Bargaining power, structure and the constitutive role of the law

We thus need to move beyond processes and focus on the power dynamics within GVCs. This leads to asking not only ‘who regulates GVCs?’ and ‘what behaviours are allowed?’, but also how power is distributed, how bargaining power is exercised in the daily negotiations within and across firms, and what the socio-environmental implications of such power allocation are. From a critical law and global value chains perspective, it is essential to focus not only on the role of law as a sanctioning tool but also to recognize the constitutive role that legal structures play both with regards to the shape of the chains and their power dynamics. The two are closely intertwined but are analytically different.

The transactions that MNCs enter with their suppliers can also be another critical site of intervention, which may allow us to increase the bargaining power of a variety of actors, from medium or small firms to individual freelancers, who work for GVCs. These chains of production consist of a large number of transactions that coordinate the production process. As we know, unchecked negotiation often leads to agreements favourable to the more powerful actor, in this case, one-off or short-term flexible contracts that the lead firm can adapt, re-adjust or cancel with little consequence. This suits MNCs. Suppliers, however, rarely have time to calculate or make plans for the future as a result.

But there is no reason why the international community should grant lead firms so much leverage over the transactions that make GVCs. Workers in Bangladesh and flower producers in Kenya have suffered not only because of Covid-19, but also due to the contractual terms that plug them into GVCs: most risks have been shifted to the weaker parties. This situation can be changed. Basic standards to govern the transactions that make GVCs could be developed and geared to preventing contractual clauses that shift most costs and risks to the weakest parties. These standards could operate as the fair and equitable standard in international investment law: their purpose would be to protect workers’ legitimate expectations, ensuring that lead firms behave in a reasonable and proportionate manner. Obviously, the question is whether there is a political space and a legal imagination to develop such basic standards.
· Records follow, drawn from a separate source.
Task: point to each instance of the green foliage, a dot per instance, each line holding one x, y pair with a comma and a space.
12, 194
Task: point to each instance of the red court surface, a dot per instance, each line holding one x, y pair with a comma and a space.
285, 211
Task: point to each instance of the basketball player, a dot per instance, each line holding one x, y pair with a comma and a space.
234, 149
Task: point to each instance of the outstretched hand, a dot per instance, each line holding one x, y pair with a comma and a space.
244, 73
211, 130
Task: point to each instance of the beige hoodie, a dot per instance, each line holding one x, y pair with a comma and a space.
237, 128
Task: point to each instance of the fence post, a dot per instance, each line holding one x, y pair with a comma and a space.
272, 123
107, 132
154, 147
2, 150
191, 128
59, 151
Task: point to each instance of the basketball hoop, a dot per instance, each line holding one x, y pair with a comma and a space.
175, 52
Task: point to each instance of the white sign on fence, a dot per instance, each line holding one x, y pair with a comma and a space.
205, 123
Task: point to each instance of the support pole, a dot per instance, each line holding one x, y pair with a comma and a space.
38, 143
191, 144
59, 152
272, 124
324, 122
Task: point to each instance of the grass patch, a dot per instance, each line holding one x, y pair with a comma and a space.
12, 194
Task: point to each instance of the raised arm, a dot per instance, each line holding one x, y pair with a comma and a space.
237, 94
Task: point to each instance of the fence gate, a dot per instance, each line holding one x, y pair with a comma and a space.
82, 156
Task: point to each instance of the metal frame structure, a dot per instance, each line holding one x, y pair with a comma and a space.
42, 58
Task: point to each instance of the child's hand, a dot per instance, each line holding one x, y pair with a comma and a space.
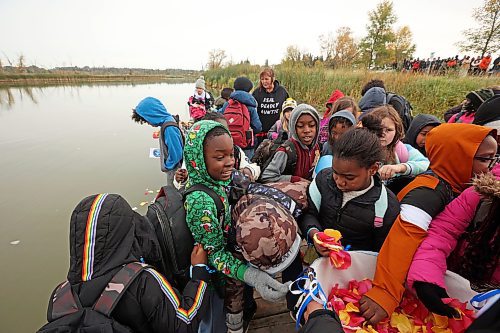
180, 175
198, 255
323, 251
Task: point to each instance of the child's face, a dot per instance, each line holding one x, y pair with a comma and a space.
266, 81
306, 129
350, 176
389, 131
484, 155
420, 140
219, 157
338, 130
287, 114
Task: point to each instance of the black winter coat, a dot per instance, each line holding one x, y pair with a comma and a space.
149, 304
269, 105
355, 220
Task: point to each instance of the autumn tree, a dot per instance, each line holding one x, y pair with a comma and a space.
215, 58
380, 34
340, 50
293, 55
402, 47
21, 63
486, 37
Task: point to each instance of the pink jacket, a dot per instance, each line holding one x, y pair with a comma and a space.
429, 262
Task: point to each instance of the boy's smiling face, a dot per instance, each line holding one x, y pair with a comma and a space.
219, 157
306, 129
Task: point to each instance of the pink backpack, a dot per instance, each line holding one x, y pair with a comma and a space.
401, 152
238, 121
196, 108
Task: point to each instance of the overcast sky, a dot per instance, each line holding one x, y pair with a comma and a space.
180, 33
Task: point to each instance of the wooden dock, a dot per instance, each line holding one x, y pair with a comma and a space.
271, 317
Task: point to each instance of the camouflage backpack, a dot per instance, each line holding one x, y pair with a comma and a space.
66, 314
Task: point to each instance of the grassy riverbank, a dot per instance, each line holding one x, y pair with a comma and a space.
27, 79
426, 93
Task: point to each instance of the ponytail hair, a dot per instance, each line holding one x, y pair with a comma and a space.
360, 145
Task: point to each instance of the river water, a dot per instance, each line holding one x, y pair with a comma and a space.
57, 146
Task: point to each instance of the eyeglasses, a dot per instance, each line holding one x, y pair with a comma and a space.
493, 160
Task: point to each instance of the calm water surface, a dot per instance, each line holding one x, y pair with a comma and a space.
57, 146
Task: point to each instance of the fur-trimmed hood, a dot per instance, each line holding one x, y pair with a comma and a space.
488, 184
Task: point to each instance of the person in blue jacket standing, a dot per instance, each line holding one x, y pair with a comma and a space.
150, 110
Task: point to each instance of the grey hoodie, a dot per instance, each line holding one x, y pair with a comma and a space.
419, 122
374, 97
274, 171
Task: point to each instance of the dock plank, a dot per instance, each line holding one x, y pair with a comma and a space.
277, 323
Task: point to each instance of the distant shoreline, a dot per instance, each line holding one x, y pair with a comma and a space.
28, 79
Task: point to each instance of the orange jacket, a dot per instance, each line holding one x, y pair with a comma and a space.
451, 158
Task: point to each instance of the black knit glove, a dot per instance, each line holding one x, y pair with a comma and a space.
431, 295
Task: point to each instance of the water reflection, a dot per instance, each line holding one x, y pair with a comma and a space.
9, 95
58, 145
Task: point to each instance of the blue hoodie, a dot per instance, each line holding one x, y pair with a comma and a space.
155, 113
247, 99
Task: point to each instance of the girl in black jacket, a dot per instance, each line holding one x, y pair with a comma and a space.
350, 197
102, 239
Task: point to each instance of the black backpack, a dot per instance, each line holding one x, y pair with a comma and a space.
168, 218
269, 147
402, 106
66, 314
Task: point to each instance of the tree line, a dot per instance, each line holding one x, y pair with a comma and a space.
384, 45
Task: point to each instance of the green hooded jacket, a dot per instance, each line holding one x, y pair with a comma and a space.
201, 212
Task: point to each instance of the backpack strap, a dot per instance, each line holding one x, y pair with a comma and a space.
215, 197
62, 302
381, 206
291, 153
115, 289
402, 152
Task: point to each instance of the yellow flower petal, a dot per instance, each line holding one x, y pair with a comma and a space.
401, 322
440, 321
344, 317
351, 308
436, 329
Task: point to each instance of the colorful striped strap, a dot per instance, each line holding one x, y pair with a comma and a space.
183, 314
90, 231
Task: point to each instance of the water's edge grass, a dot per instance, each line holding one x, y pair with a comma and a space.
427, 93
16, 80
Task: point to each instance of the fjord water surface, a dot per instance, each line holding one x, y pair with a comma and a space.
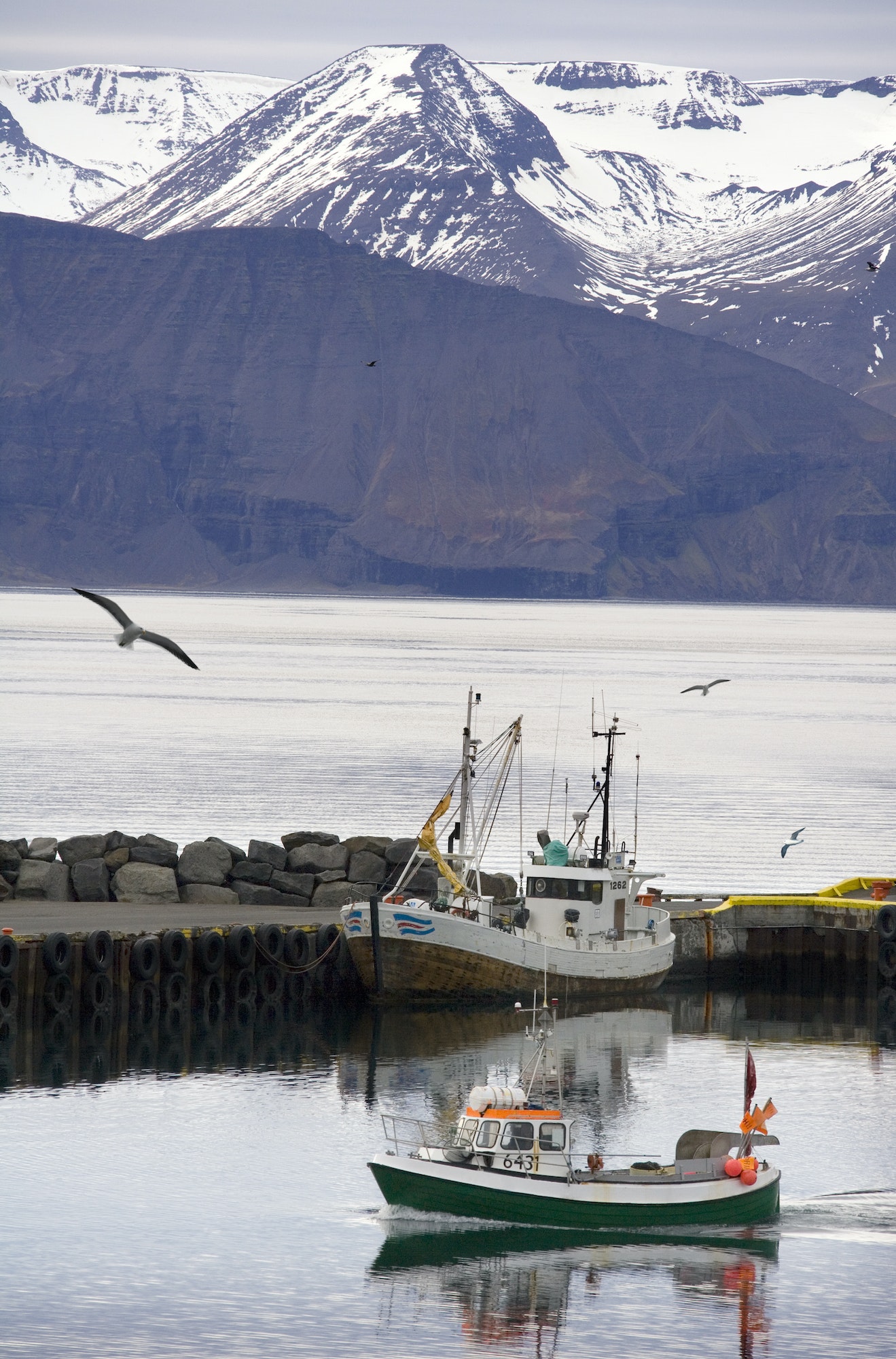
215, 1202
230, 1212
345, 714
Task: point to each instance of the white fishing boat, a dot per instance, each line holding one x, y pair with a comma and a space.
584, 915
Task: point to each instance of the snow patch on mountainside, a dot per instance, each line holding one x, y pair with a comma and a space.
99, 130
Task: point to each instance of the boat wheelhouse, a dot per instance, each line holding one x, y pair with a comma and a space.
584, 914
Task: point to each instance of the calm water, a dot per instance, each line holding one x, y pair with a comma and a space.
227, 1210
345, 716
230, 1213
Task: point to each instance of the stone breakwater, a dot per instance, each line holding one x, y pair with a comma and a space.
307, 869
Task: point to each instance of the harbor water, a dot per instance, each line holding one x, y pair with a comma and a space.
345, 716
227, 1210
208, 1195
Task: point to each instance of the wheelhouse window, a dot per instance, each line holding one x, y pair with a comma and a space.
565, 889
488, 1134
518, 1137
552, 1137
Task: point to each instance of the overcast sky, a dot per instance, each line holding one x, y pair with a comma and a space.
292, 39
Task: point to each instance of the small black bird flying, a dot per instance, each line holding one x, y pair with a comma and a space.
133, 631
792, 842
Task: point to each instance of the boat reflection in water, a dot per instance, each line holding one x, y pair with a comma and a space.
512, 1288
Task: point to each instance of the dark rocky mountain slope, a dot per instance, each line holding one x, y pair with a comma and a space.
197, 411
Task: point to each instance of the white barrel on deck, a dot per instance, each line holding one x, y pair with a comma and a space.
496, 1097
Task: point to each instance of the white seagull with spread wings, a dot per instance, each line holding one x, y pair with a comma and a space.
133, 631
705, 688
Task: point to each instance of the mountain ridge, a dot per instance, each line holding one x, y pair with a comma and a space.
198, 411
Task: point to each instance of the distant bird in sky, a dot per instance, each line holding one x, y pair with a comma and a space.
133, 631
792, 842
705, 688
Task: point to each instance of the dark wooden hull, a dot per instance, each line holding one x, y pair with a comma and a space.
423, 970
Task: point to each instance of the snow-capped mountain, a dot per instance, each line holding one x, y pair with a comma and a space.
73, 139
747, 213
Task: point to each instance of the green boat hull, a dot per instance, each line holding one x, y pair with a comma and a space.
474, 1199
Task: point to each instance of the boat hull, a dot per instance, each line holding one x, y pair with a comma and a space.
456, 959
478, 1194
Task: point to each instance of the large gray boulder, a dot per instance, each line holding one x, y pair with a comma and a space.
249, 872
374, 845
154, 854
295, 884
158, 843
43, 847
90, 880
312, 858
262, 851
251, 895
399, 851
41, 881
82, 847
235, 853
367, 868
145, 884
10, 861
207, 895
330, 896
204, 861
307, 838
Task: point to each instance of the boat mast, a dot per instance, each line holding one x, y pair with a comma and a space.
610, 736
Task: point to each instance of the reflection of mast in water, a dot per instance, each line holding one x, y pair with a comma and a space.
512, 1286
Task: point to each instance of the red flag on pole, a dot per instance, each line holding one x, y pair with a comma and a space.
750, 1080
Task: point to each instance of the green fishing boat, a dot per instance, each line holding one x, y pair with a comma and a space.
509, 1159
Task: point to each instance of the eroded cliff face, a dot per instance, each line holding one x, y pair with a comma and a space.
198, 411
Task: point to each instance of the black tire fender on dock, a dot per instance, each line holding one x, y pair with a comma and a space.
144, 957
175, 951
887, 960
270, 941
8, 997
8, 956
269, 981
57, 995
243, 986
144, 1004
99, 951
209, 951
887, 922
96, 991
57, 953
174, 990
240, 947
325, 940
298, 949
887, 1005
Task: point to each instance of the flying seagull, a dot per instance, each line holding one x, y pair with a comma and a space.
705, 688
792, 842
133, 631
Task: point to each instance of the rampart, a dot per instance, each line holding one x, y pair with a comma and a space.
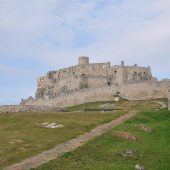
88, 82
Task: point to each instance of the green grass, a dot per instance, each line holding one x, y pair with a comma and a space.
26, 127
125, 105
104, 152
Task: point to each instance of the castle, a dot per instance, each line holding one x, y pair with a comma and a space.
89, 82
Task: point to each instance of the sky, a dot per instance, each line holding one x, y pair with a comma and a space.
37, 36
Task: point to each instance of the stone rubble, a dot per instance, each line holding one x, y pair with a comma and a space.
51, 125
139, 167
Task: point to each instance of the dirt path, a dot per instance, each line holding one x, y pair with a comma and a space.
162, 104
69, 145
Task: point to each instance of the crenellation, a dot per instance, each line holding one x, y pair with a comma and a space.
83, 82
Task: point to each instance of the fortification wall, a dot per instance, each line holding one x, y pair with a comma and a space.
138, 91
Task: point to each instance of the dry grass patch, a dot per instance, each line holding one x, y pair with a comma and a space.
125, 135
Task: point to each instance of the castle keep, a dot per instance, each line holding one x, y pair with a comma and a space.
88, 82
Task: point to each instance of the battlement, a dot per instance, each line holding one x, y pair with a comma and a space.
92, 77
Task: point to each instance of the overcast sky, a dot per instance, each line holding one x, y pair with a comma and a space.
37, 36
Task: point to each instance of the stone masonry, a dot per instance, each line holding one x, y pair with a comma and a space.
89, 82
168, 98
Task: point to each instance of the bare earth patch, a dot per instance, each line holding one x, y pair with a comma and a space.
145, 128
16, 141
126, 135
52, 125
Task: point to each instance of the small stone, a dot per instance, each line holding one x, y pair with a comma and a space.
139, 167
128, 153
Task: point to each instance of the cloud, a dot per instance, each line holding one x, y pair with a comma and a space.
53, 33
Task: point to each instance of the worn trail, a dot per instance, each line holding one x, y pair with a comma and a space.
69, 145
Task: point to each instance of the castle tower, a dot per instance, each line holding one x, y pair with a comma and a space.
168, 96
83, 60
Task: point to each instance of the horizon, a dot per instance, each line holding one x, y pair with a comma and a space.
37, 36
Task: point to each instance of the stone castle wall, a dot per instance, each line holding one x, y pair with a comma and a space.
140, 91
87, 82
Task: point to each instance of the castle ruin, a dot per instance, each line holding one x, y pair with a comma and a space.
89, 82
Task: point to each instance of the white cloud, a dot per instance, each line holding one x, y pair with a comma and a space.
56, 32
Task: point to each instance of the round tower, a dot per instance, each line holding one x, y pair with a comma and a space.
83, 60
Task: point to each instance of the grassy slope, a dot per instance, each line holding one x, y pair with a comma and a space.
103, 153
26, 127
126, 105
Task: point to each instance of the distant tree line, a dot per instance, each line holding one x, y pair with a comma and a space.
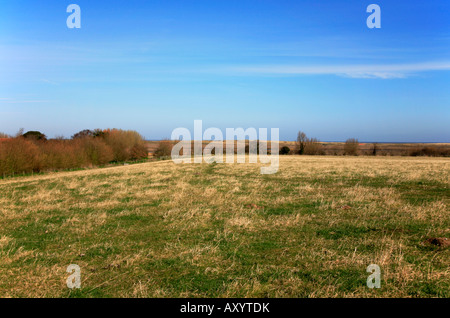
33, 152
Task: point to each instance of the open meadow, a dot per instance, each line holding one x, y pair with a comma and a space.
158, 229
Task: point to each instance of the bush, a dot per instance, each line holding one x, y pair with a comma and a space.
301, 142
97, 151
313, 147
351, 147
34, 135
125, 144
33, 152
430, 151
83, 134
19, 155
164, 149
285, 150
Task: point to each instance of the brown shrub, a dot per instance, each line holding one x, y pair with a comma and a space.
164, 149
19, 155
125, 144
313, 147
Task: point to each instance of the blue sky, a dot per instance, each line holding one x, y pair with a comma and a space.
153, 66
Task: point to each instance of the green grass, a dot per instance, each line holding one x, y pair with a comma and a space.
163, 230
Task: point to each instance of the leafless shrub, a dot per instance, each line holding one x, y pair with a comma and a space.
351, 147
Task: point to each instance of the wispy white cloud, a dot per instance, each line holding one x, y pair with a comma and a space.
12, 101
353, 71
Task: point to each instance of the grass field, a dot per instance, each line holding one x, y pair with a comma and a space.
163, 230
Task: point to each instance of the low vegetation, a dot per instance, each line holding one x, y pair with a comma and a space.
159, 229
32, 152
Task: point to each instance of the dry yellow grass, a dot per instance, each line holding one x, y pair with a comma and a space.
224, 230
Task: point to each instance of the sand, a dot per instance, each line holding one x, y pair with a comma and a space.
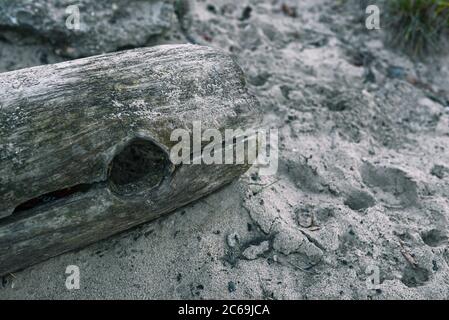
362, 184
The law and global value chains issue looks differently if we focus on the MNC, instead of the multiple relations that GVCs create. Taking the corporation as our unit of analysis is the standard approach to business and human rights. The argument is that properly implemented sanctions will lead to a higher level of internalization of the social and environmental costs of contemporary capitalism. Global or state regulation of MNCs within GVCs is of paramount importance to provide top-down tools, in addition to appropriate bargaining rules, in the fight against the most detrimental behaviours.

Within and beyond the horizon of possibility

But there is no reason why we should stop there. Lawyers will be aware of the limits and drawbacks of any approach that legitimizes and recognizes the corporate form whether to regulate it or to guarantee spaces of self-regulation. Moreover, legal scholars and activists need to recognize that GVCs are just one of the ways in which trade is organized, often the one that benefits national champions and low-hanging producers. Political economy, distributive considerations and the construction of alternatives must be part of the picture.

The ecological violence of transnational production was visible long before Covid-19. The pandemic has proved that the state-capital nexus makes global capitalism much more resilient than the people and natural elements that it depends on. So, let’s try to use law and legal structures to curb, limit, regulate, improve and address the imbalances and inequalities that are proper of contemporary commodity capitalism. Particularly, the focus should be put on changes capable of addressing unequal bargaining power and serving as catalyst for trans-local organization and deeper reforms. We should not be blind to the constitutive role of law, the historical patterns of GVCs and to the fact that the ‘new normality’ cannot be structured around the same unbearable premises of the ‘old one’.